Após o banho, Tyler a secou com uma toalha felpuda e a ajudou a vestir uma de suas camisetas de dormir — uma peça cinza de algodão que ficava enorme nela, batendo no meio de suas coxas. Ele a carregou de volta para a cama e terminou o curativo em sua perna com precisão cirúrgica.
— Fique aqui — ele ordenou. — Vou preparar algo para você comer.
Wandinha observou-o sair. O quarto dele era simples, um contraste gritante com a opulência gótica de seu dormitório, mas havia algo ali que a fazia se sentir estranhamente protegida.
Algum tempo depois, o cheiro de comida começou a subir pelas escadas. Tyler voltou trazendo uma bandeja com uma sopa de legumes quente e algumas torradas.
— Eu não sou um chef premiado, mas isso vai ajudar a recuperar suas energias — disse ele, colocando a bandeja sobre o colo dela.
Wandinha comeu em silêncio. A comida estava surpreendentemente boa, quente e reconfortante. Tyler sentou-se na beira da cama, observando-a, o olhar fixo nela como se temesse que ela fosse desaparecer se ele piscasse.
— Você deveria dormir — sugeriu ele quando ela terminou. — Eu vou ficar no sofá lá embaixo.
Wandinha olhou para a cama larga e depois para Tyler.
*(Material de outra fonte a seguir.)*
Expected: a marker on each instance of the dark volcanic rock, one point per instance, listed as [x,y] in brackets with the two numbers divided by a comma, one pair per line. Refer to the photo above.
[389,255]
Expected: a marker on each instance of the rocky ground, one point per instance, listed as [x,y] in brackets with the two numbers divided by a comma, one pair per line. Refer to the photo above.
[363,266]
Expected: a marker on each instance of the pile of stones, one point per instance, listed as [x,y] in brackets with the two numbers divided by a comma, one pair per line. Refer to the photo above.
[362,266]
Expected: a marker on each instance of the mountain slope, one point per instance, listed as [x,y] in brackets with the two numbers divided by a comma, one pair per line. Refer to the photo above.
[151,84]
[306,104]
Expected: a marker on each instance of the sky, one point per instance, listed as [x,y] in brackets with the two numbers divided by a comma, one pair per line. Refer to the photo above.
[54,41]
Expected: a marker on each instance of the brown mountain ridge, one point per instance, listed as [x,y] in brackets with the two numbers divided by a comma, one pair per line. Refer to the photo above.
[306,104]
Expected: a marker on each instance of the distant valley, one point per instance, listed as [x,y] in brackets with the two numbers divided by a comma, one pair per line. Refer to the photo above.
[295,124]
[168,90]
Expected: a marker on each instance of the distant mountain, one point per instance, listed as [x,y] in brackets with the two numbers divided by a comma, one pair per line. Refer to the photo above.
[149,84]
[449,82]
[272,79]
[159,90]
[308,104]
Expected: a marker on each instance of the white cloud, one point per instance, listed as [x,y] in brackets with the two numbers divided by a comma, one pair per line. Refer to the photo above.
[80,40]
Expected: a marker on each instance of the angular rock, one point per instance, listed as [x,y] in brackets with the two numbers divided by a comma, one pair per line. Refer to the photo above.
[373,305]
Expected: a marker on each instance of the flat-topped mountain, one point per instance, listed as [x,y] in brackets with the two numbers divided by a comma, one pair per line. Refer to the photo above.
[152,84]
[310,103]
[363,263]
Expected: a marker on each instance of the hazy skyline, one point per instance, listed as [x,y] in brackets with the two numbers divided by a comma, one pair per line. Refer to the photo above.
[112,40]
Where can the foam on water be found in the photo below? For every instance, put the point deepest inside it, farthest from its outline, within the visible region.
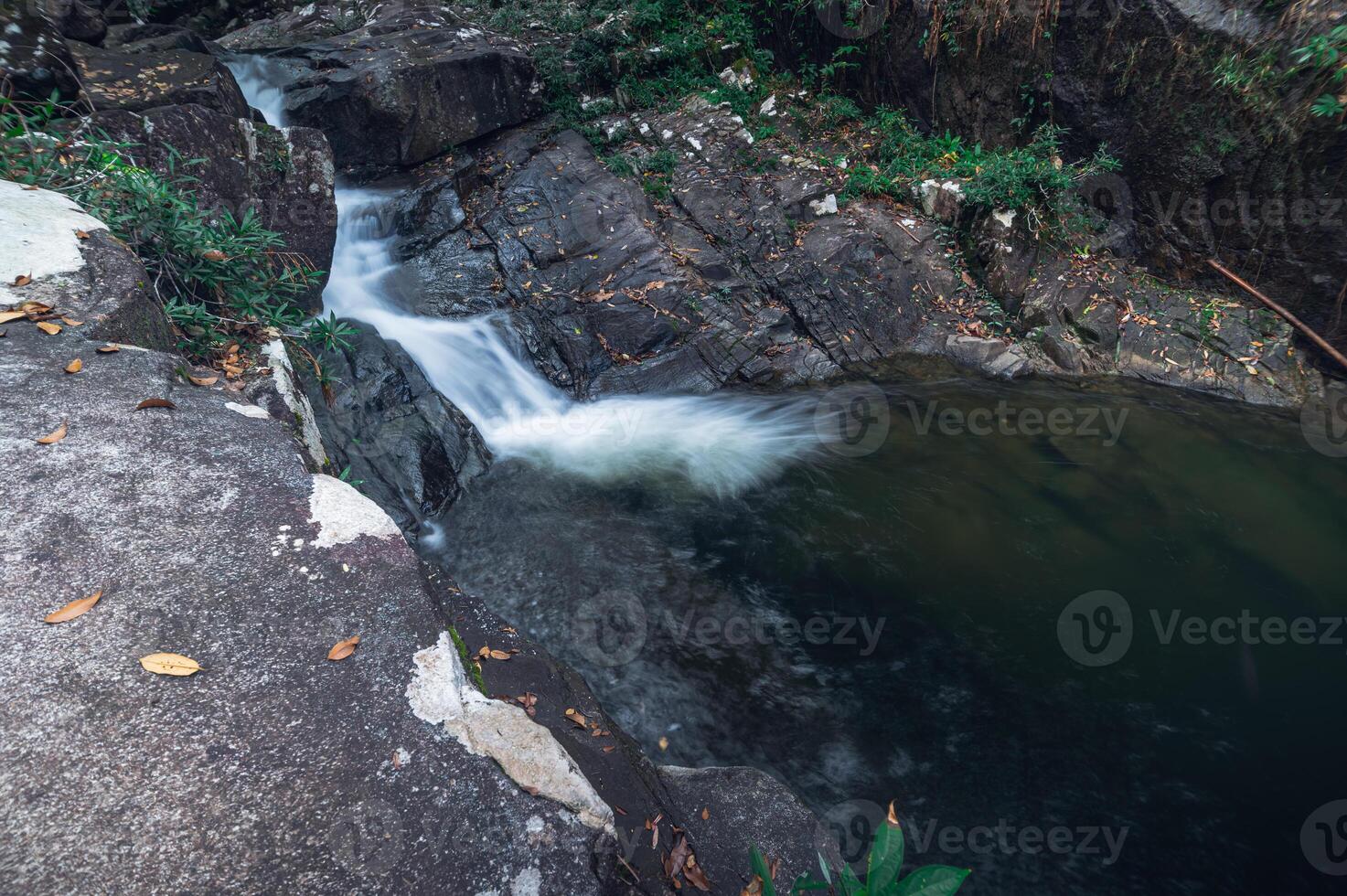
(717, 443)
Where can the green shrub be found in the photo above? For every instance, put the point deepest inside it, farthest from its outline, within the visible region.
(882, 878)
(219, 276)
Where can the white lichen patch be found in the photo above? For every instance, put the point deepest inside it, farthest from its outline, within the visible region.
(298, 403)
(37, 235)
(828, 205)
(441, 694)
(342, 514)
(248, 410)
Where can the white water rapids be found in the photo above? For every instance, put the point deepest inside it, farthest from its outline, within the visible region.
(718, 443)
A vulnerabilidade da noite, a dor do ferimento e a proximidade dele criaram um curto-circuito em suas defesas habituais.
— O sofá é desconfortável — disse ela, sem olhar para ele. — E eu detesto o silêncio de casas vazias. Fique.
Tyler hesitou, surpreso com o convite implícito.
— Tem certeza?
— Eu raramente mudo de ideia, Tyler. Não me faça me arrepender.
Ele apagou a luz principal, deixando apenas o brilho suave de um abajur de canto. Deitou-se ao lado dela, por cima das cobertas, mantendo uma distância respeitosa. Mas, no escuro, Wandinha buscou a mão dele.
Seus dedos se entrelaçaram. A mão de Tyler era quente e áspera, a mão de Wandinha era fria e pequena.
— Se você contar ao Xavier ou à Enid que eu deixei você me dar banho, eu juro que o próximo corte será no seu pescoço — ela murmurou, já sentindo o peso do sono.
Tyler soltou um riso baixo, apertando levemente a mão dela.
— Seu segredo está a salvo comigo, Wandinha.
Enquanto a respiração dela se tornava lenta e rítmica, Tyler ficou acordado por um longo tempo, guardando o sono da única pessoa que via o monstro dentro dele e, de alguma forma, decidira que ele valia a pena. Ali, naquela casa comum em uma cidade comum, dois seres extraordinariamente perigosos encontraram uma paz momentânea que o resto do mundo jamais entenderia.